Un perro grande y desgreñado de raza indeterminada que estaba tumbado frente al fuego acababa de acercarse a ella cojeando para que le rascara la oreja. Solo tenía una, de la otra quedaba apenas un trozo. El animal cojeaba porque también le faltaba una pata. Y solo veía por un ojo, con el cual la observaba mientras jadeaba de felicidad. Por mucho que lo bañaran y lo cepillaran todos los días, siempre parecía desgreñado. Cassandra lo acarició con las dos manos.
– No le pediría ayuda a Wesley ni aunque estuviera en Londres -añadió una vez que el perro se tumbó a sus pies y dejó la cabeza entre las patas con un suspiro de contento-. No, voy a encontrar un hombre -dijo después de volverse de nuevo hacia la ventana y mientras tamborileaba con los dedos sobre el alféizar-. Un hombre rico. Muy rico. Que nos mantendrá rodeadas de lujos. No será caridad, Alice. Será un empleo y sabré ganarme bien el dinero. -Su voz destilaba un claro desdén, que podría estar dirigido hacia el desconocido que iba a convertirse en su protector o hacia ella misma. Había sido una esposa durante nueve años, pero jamás había sido la amante de nadie.
Dentro de poco lo sería.
– ¡Por Dios! -exclamó Alice muy alterada-. ¿De verdad hemos llegado a esto? No pienso permitirlo. Debe de haber otra alternativa. No voy a permitirlo. Mucho menos cuando una de tus razones para hacerlo es porque te sientes obligada a mantenerme.

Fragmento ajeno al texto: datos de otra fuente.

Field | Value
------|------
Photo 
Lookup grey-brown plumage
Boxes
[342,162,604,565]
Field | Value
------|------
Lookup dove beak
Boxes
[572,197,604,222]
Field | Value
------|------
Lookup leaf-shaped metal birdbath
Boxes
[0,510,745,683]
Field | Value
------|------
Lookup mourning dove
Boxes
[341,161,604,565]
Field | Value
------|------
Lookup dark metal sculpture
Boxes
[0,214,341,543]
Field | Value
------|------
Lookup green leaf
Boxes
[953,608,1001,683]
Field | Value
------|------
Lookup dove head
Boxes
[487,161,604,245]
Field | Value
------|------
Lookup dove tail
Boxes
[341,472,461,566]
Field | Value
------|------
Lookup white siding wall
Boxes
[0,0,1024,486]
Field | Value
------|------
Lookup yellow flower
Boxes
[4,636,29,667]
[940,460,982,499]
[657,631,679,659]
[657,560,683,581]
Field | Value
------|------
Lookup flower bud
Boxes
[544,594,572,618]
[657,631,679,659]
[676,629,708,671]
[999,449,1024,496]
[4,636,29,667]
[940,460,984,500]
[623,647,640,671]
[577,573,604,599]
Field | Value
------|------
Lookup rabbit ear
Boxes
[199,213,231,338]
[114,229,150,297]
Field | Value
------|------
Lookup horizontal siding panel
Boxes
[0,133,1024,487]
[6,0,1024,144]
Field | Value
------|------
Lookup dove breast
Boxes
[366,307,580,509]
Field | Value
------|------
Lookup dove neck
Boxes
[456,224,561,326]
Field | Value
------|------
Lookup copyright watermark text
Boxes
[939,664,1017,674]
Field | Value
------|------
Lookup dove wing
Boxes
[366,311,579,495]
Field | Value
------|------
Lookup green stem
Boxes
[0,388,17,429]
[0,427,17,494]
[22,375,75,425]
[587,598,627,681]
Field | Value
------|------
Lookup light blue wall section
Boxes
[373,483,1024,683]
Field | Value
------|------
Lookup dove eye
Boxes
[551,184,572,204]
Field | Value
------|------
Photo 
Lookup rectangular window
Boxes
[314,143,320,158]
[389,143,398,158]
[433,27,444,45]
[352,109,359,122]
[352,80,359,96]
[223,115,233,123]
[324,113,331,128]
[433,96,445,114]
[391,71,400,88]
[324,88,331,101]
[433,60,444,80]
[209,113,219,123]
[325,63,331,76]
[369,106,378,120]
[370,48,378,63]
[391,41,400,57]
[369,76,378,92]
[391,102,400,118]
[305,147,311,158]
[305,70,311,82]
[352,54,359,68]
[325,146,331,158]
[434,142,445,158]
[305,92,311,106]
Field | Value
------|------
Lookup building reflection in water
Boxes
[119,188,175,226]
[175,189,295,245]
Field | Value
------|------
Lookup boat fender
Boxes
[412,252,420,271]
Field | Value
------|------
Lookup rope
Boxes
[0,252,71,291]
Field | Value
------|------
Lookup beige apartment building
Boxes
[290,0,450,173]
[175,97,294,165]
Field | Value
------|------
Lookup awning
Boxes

Cassandra siguió con la mirada el avance de un antiguo carruaje que se movía despacio por la calle, conducido por un cochero que parecía tener tantos años como el vehículo.
– ¿Que no vas a permitirlo? -replicó-. No puedes detenerme, Alice. Los días en los que yo era Cassandra y tú la señorita Haytor han quedado muy atrás. Tal vez quede muy poco de aquella Cassandra. No tengo dinero y mi reputación es pésima. No tengo amigos más allá de estas puertas y no tengo parientes dispuestos a sufrir las consecuencias de ayudarme. Pero tengo una cosa, una cualidad que me asegurará un empleo bien remunerado gracias al cual recuperaremos un nivel de vida acomodado y estable. Soy guapa. Y deseable.